Frindle and The Landry News show remarkable insight into daily school life, humanizing the most unlikeable teaches and exploring the myriad relationships that occur in a school. All this, while writing at a low enough level that all students can enjoy his books.
The Landry News tells the story of Cara Landry, a born reporter who observes everything, including the worst in everyone. Her 5th grade teacher is Mr. Larson, a once-great teacher teacher who has slipped into lazily reading the paper while his students teach themselves. I found the description of Mr. Larson's classroom fascinating, "Each square inch of wall space and a good portion of the ceiling were covered with maps, old report covers, newspaper clippings, diagrammed sentences, cartoons, Halloween decorations, a cursive handwriting chart, quotations from the Gettysburg Address and the Declaration of Independence, and the complete Bill of Rights--a dizzying assortment of historical, grammatical, and literary information" (5). I would have loved to learn in that classroom! Cara creates her own newspaper, complaining about Mr. Larson's lack of teaching, which spurs a journalism unit that teaches the students about bureaucracy and threatens Mr. Larson's career.

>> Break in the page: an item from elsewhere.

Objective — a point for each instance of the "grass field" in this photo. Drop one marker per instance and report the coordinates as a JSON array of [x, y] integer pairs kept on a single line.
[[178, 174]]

My favorite aspect of The Landry News is the respect with which Clements treats his audience. He knows that developing readers deserve (and need) plots that make them think. My mind is filled with ways to incorporate his novels into the classroom: as summer reading for students entering the sixth grade, as an author study, or with other books to discuss the portrayal of adults and teachers in literature. As his novels are such quick reads, I will be checking out the rest of his oeuvre in one large chunk. Read this now!